Optimising data-structures so that they take advantage of virtual memory

Question

I would like to know how to optimise data-structures in openCV (the mat type specifically) so that I am able to leverage the operating systems built in memory/virtual memory management.

For a full context please read the Q and A here - but otherwise the situation could be summed up that I have a large collection of mats^* that I'll need to access arbitrarily and rapidly. The main complication is that full amount of data is well above the amount of RAM available.

^{_{(*Conceptually the data is a recursively defined 3D array of 3D arrays, but let's not muddy the water with that confusion!)}}

Rather than build my own LRU cache and RAM-hungry and inefficient 'page' addressing strategies to access it, I'd rather let the OS do this for me.

I think I get the concepts, but when it comes to the actual implementation I'm twiddling thumbs:

• Is this a generic C++ consideration, or something I need to address at the openCV level?

• Is it as simple as making the granularity of the of data close to (but not over) 4KB? (see the solution here for the 4KB motivation)

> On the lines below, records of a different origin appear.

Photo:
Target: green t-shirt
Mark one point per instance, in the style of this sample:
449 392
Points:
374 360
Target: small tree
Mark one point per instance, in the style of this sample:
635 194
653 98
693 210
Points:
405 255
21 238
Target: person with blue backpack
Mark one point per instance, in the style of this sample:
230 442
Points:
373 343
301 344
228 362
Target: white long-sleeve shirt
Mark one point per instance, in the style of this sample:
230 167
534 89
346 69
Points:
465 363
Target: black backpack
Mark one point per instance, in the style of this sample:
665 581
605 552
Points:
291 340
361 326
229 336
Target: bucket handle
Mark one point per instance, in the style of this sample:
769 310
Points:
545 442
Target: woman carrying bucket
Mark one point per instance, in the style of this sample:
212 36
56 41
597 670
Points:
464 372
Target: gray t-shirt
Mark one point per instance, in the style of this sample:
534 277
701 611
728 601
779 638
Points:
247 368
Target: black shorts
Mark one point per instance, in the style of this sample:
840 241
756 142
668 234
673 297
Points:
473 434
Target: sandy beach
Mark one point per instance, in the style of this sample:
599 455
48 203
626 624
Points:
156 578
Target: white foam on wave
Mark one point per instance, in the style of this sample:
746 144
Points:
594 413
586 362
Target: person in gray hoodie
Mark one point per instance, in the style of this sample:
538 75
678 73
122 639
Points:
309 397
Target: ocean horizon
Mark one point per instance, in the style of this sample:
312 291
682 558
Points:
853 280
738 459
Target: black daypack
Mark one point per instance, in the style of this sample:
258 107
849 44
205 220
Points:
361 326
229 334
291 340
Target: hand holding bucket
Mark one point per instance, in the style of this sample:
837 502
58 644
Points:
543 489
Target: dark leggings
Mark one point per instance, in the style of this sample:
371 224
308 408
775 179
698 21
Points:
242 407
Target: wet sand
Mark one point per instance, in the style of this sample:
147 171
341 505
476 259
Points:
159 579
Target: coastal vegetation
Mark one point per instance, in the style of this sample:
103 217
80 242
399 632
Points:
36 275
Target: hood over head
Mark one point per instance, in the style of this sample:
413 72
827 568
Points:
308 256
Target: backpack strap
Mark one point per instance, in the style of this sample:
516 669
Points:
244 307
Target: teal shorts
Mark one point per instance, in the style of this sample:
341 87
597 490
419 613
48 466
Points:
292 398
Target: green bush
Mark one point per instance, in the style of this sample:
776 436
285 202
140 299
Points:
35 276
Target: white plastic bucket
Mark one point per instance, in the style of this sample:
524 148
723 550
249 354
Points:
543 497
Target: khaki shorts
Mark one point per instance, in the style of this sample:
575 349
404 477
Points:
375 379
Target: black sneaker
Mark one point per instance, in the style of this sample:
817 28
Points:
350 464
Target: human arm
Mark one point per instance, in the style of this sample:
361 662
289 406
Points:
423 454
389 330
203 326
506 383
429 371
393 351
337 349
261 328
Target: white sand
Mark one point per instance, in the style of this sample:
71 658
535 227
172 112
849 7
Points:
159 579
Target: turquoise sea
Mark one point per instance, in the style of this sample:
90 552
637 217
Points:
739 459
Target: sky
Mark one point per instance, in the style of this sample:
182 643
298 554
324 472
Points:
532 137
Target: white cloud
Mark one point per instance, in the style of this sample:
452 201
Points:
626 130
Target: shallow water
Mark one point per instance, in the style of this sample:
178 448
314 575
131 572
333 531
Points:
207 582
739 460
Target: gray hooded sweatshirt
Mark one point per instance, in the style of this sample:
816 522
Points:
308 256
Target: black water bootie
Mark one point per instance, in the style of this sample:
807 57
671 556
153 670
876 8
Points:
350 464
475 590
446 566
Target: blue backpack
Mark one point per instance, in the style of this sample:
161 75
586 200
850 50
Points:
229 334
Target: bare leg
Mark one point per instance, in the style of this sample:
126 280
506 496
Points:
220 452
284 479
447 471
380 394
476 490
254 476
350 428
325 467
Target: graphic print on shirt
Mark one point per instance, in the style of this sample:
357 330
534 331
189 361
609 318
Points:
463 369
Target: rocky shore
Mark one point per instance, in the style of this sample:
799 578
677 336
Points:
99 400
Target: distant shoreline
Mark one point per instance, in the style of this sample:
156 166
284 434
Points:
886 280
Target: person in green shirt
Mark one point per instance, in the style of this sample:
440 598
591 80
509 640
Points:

• How would the mat(s) actually be saved, accessed and represented on disk? (is this how memory-mapping is involved?)

Answer 1

Is this a generic C++ consideration, or something I need to address at the openCV level?

You just allocate and use boatloads of memory. The whole point of paging / virtual memory is that it's completely transparent. Everything gets extremely slow, but keeps working. You don't get ENOMEM until you're out of swap space + RAM.

On a normal Linux system, your normal swap partition should be very small (under 1GB), so you'll probably need to dd a swap file, and mkswap / swapon on it. Make sure the swap file is has read-write permission for root only. Obviously every major OS will have its own procedures.

Is it as simple as making the granularity of the of data close to (but not over) 4KB? (see the solution here for the 4KB motivation)

If you have pointers to other data, make sure you keep them together. You want all the small "hot" data to be in only a few pages that a decent OS LRU algorithm won't page out.

If you have hot data mixed with cold data, it will easily get paged out and lead to an extra page-file round trip before the cache miss for the final data can even happen.

Like Yakk says, sequential access patterns will do much better, because disk I/O does better with multi-block reads. (Even SSDs have better throughput with larger blocks). This also allows prefetching, which allows one I/O request to start before the previous one's data arrives. Maxing out I/O throughput requires pipelining requests.

Try to design your algorithms to do sequential accesses when possible. This is advantageous at all levels of memory, from paging all the way up to L1 cache. Sequential access even enables auto-vectorization with vector-registers.

Cache blocking (aka loop tiling) techniques are also applicable to page misses. Google for details, but the main idea is to do all the steps of your algorithm over a subset of the data, instead of touching all the data at each step. Then each piece of data only has to be loaded into cache once total, instead of once for each step of your algorithm.

Think of DRAM as a cache for your giant virtual address space.

---

How would the mat(s) actually be saved, accessed and represented on disk? (is this how memory-mapping is involved?)

Swap space / the pagefile is the backing store for your process's address space. So yes, it's very similar to what you'd get if you allocated memory by mmaping a big file instead of making an anonymous allocation.